Mars volcanoes active recently?

High-resolution images from the Mars Express spacecraft reveal the planet's largest volcanoes may have seen activity — volcanic and glacial — in the past few million years.
By | Published: December 29, 2004 | Last updated on May 18, 2023
Olympus Mons caldera ages from Mars Express
The caldera of Olympus Mons, 50 miles (80 kilometers) across, shows portions with different ages, based on the number of craters seen by the Mars Express spacecraft. A puzzling feature, however, is that older surfaces stand lower than younger ones, the opposite of what scientists expect.
ESA / DLR / FU Berlin (G. Neukum)
December 29, 2004
Lava erupted on the flanks of the large martian volcano Olympus Mons perhaps only 2.4 million years ago, says a team of planetary scientists who examined sharply detailed images of five martian volcanoes in Tharsis. The images were taken by the Mars Express spacecraft’s High Resolution Stereo Camera (HRSC).

“These volcanoes are potentially still active today,” says Gerhard Neukum of Germany’s Freie Universität Berlin, team leader and the HRSC’s principal investigator. Moreover, team members say, glacial deposits 4 million years old ring the base of Olympus Mons. Their report appears in the December 23-30, 2004, issue of Nature.

To date the surfaces, the scientists counted craters on the five volcanoes and their immediate surroundings, then scaled the results to studies of Earth’s Moon. The most-uncratered, hence youngest, area seen — 2.4 million years old — lies on the western flank of Olympus Mons. (Besides the Mars Express photos, the area was also caught in frame E10-00828 by the orbiting Mars Global Surveyor’s camera.)

Summit calderas
The researchers found that the calderas — the large collapse pits at the volcanoes’ summits — contain sections of varying ages. In the case of Olympus Mons, the ages range from 100 to 200 million years. The entire caldera floor of Arsia Mons is 130 million years old, while that of Ascraeus Mons has portions dating from 100 million to 3.5 billion years. Albor Tholus and Hecates Tholus show a roughly similar variety of ages.

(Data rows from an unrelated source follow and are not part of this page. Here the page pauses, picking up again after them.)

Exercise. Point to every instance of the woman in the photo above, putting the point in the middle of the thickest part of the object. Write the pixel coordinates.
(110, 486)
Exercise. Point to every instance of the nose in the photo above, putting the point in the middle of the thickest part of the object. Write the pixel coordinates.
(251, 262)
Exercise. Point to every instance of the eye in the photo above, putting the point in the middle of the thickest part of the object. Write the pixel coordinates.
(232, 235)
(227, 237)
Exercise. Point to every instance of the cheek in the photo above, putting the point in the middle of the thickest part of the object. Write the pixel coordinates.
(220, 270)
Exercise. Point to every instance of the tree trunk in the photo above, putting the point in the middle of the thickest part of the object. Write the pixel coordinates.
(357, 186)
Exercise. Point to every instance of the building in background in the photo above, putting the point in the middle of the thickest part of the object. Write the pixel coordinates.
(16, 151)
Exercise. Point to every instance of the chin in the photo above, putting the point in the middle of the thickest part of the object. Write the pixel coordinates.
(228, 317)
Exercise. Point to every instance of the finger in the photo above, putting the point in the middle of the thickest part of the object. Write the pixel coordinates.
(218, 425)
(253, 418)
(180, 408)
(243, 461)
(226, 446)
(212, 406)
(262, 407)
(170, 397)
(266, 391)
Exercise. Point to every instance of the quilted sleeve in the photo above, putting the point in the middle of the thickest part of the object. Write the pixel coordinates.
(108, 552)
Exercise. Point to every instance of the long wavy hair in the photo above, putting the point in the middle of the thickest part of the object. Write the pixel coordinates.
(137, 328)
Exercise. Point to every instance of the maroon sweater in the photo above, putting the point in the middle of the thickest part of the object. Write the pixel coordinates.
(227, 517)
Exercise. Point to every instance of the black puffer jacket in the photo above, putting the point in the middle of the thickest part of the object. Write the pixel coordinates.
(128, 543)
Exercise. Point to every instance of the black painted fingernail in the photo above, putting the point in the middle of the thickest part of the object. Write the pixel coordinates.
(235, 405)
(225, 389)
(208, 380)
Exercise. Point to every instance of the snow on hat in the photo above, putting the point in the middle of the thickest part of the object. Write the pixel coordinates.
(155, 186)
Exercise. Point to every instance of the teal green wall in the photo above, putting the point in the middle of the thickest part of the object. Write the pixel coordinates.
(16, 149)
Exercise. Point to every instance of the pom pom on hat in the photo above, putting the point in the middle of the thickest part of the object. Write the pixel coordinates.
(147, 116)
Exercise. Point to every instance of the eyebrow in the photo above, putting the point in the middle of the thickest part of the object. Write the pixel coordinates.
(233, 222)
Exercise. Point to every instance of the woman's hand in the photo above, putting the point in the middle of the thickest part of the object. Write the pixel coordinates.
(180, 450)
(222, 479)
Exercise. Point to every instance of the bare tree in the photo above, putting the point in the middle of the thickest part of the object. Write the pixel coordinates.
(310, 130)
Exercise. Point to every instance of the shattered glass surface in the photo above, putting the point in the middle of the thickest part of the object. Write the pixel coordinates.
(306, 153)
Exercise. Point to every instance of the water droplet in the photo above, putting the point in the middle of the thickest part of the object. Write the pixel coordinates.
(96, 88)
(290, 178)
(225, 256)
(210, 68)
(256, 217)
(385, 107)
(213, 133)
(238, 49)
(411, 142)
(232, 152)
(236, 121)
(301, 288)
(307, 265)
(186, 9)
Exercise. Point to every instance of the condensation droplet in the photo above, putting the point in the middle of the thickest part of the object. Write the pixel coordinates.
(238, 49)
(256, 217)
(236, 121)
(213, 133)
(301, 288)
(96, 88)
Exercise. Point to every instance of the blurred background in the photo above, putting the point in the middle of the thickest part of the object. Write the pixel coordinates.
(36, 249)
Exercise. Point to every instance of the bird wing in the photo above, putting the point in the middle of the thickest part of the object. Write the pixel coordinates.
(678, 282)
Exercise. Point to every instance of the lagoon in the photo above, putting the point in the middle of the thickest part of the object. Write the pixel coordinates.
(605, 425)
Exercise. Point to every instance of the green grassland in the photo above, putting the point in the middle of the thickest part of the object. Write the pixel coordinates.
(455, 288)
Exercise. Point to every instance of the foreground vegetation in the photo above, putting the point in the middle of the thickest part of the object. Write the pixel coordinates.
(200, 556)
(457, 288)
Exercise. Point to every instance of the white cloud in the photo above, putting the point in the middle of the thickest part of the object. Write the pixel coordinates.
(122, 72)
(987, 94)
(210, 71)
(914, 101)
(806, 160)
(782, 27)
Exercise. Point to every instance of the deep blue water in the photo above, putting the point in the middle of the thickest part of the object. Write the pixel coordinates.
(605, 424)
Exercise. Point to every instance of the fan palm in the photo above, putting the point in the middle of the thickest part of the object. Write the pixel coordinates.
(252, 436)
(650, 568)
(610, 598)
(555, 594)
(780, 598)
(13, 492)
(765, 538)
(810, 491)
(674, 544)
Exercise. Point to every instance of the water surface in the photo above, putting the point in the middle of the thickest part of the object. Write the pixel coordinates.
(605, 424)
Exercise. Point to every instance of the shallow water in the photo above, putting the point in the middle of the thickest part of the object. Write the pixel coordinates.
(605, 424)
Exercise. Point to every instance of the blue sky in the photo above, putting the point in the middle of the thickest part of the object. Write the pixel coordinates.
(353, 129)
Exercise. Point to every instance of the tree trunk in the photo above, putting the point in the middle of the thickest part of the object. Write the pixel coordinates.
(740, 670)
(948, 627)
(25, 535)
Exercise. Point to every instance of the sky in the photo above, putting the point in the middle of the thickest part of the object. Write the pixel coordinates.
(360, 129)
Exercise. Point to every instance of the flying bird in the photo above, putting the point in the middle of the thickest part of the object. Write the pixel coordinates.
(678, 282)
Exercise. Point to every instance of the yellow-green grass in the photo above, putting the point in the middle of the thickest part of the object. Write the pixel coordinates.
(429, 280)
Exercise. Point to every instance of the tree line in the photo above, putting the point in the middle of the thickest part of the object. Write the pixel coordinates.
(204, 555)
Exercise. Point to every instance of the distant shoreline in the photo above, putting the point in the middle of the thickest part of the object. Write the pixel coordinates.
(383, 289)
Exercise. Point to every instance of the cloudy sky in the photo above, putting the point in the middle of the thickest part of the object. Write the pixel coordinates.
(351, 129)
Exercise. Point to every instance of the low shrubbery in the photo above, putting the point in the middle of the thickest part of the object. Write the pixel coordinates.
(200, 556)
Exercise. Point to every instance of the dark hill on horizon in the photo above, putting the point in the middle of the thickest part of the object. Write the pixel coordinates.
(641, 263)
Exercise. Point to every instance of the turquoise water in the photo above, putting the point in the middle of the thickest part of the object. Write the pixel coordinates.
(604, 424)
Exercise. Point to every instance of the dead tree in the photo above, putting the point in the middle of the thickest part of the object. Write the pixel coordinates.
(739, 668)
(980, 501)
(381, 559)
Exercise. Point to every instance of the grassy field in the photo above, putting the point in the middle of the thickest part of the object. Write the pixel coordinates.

According to the scientists, the caldera ages show the volcanoes have been active during the last few percent of martian history. This is essentially the present in geological terms. More intriguingly, most of the Olympus Mons caldera activity occurred within a 100-million-year period.

The fractured caldera floor shows puzzling features, however. Low regions are older, while high-standing ones are younger — the inverse of expectations. Looking at errors in the age-dating process, the team suggests all the caldera activity might have happened around 150 million years ago, with relatively minor differences in ages. Also, they say, some of the areas may be resurfaced by landslides or minor lava flows giving a younger appearance.

Rocky glaciers
Surrounding Olympus Mons lie features resembling rock-covered glaciers and debris flows. By counting craters on these surfaces, the researchers dated the major flow lobes at 130 to 280 million years old, with lesser areas being 20 to 60 million years old. A few small locations dated to about 4 million years.

Running down from the scarp that circles Olympus Mons are rocky “tongues” of debris with no craters at all on them. “These are so young,” the team says, “that they cannot be reliably dated.”

The young ages arouse questions for some scientists. Mark Robinson of Northwestern University says, “The 2-million-year-old surface may be a lava flow that occurred then. However, it could also be a landslide that occurred 2 million years ago, or perhaps glacial modification.”

Fresh lava?
Sand dunes, Robinson explains by way of example, can bury a fresh lava flow and protect it from being cratered for tens of million of years. If unearthed, it will have the appearance of having flowed recently. Another pitfall, according to Robinson, concerns the martian cratering rate, a number he describes as very poorly known. “So caution’s the word,” he concludes.

Mars geologists generally agree the planet saw volcanic activity within the last 100 million years. And such activity, if it still continues in the geological present, might account for some or all of the methane observed by Mars Express. Because methane doesn’t linger in the martian environment, it needs replenishment. That could be the fingerprint of recent activity.